The dealer law gave the franchisor at least 30 days and up to 60 days to decide whether to approve the prospective purchaser’s application to purchase the dealership. The parties’ franchise agreement allowed the manufacturer 45 days, the court noted.

The court rejected the dealer’s contention that the franchisor must exercise due diligence and come to a decision on the prospective purchase (or be bound by a default approval under the dealer law) beyond the remaining effective period of the parties’ agreement.

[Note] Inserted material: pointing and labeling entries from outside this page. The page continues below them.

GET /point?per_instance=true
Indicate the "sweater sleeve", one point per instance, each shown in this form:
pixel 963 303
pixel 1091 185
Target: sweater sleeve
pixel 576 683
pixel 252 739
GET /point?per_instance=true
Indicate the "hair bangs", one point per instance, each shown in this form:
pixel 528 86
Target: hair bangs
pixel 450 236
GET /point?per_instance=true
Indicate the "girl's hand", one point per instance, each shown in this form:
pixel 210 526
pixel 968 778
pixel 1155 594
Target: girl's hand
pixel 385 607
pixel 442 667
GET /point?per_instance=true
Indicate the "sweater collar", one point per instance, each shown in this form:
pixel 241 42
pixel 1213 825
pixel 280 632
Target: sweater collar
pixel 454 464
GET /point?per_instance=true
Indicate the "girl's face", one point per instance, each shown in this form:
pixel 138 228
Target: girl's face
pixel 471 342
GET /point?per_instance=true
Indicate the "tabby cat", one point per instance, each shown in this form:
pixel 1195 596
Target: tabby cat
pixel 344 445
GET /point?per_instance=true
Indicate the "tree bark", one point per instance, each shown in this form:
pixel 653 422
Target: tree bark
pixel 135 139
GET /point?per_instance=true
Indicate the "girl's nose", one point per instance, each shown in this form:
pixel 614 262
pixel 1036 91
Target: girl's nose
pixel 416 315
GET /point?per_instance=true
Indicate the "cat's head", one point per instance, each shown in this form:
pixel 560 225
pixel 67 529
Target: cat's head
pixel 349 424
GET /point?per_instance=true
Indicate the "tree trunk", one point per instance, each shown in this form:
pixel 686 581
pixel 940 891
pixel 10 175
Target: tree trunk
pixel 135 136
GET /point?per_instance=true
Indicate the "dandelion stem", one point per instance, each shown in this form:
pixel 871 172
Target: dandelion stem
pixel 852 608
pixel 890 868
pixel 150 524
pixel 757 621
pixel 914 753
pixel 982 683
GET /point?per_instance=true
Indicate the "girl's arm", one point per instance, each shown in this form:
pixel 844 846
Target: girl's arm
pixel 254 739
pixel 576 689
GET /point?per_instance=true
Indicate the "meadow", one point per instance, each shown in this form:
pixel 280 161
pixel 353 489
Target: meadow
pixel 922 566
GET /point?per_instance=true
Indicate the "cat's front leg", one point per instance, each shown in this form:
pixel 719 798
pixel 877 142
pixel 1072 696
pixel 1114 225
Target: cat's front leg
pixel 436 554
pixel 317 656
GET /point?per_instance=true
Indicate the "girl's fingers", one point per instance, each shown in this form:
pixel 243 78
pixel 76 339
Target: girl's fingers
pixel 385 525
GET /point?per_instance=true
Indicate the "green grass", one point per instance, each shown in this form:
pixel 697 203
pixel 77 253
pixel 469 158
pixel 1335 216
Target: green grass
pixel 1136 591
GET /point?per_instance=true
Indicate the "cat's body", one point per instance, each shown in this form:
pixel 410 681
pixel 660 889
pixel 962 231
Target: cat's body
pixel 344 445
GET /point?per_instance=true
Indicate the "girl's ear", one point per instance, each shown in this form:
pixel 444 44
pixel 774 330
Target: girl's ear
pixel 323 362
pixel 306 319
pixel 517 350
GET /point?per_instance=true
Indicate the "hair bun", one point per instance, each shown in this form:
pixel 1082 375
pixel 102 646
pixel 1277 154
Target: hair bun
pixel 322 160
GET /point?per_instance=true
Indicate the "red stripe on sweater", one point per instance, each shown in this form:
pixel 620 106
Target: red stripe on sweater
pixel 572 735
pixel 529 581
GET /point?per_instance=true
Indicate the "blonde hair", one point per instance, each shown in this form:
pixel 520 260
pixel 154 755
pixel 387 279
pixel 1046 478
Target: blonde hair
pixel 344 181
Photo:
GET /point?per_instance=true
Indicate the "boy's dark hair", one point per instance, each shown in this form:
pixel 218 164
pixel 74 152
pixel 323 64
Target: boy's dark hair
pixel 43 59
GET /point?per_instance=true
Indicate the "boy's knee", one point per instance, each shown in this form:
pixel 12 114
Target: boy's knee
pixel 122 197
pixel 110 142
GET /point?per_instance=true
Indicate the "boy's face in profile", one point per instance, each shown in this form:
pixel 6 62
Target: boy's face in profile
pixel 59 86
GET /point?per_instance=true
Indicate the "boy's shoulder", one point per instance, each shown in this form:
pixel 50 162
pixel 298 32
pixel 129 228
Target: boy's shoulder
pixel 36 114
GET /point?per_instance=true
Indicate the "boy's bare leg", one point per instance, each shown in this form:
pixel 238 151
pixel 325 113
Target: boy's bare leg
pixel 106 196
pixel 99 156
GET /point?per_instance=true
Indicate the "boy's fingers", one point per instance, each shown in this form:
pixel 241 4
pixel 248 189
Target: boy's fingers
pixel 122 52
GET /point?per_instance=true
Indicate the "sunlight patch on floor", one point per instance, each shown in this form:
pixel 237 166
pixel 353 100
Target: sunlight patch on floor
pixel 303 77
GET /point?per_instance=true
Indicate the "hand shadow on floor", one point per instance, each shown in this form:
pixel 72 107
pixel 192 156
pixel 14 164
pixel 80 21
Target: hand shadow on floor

One week prior to the scheduled termination date of the dealer’s franchise, the dealer sent a purchase-sale agreement to the franchisor for its approval. The dealer requested that the franchisor send the prospective purchaser an application form in accordance with the franchise terms, but the franchisor declined, and the dealer filed suit.

The parties then executed a "stand-still" agreement, requiring the franchisor to continue to do business with the dealer during litigation, but expressly saving the franchisor’s rights and claims.

On appeal, the dealer argued that the district court erred in concluding that the dealer’s diminished franchise right negated the franchisor's obligation to consider a franchise application from the buyer. However, a reasonable reading of the agreement was that the franchisor must consider a dealer’s proposed successor only when the remaining duration of the franchise agreement included sufficient time for the period of enquiry by the franchisor that the statute and the agreement allowed, the court held.

The decision in South Shore Imported Cars, Inc. v. Volkswagen of America, Inc. appears at CCH Business Franchise Guide ¶14,635.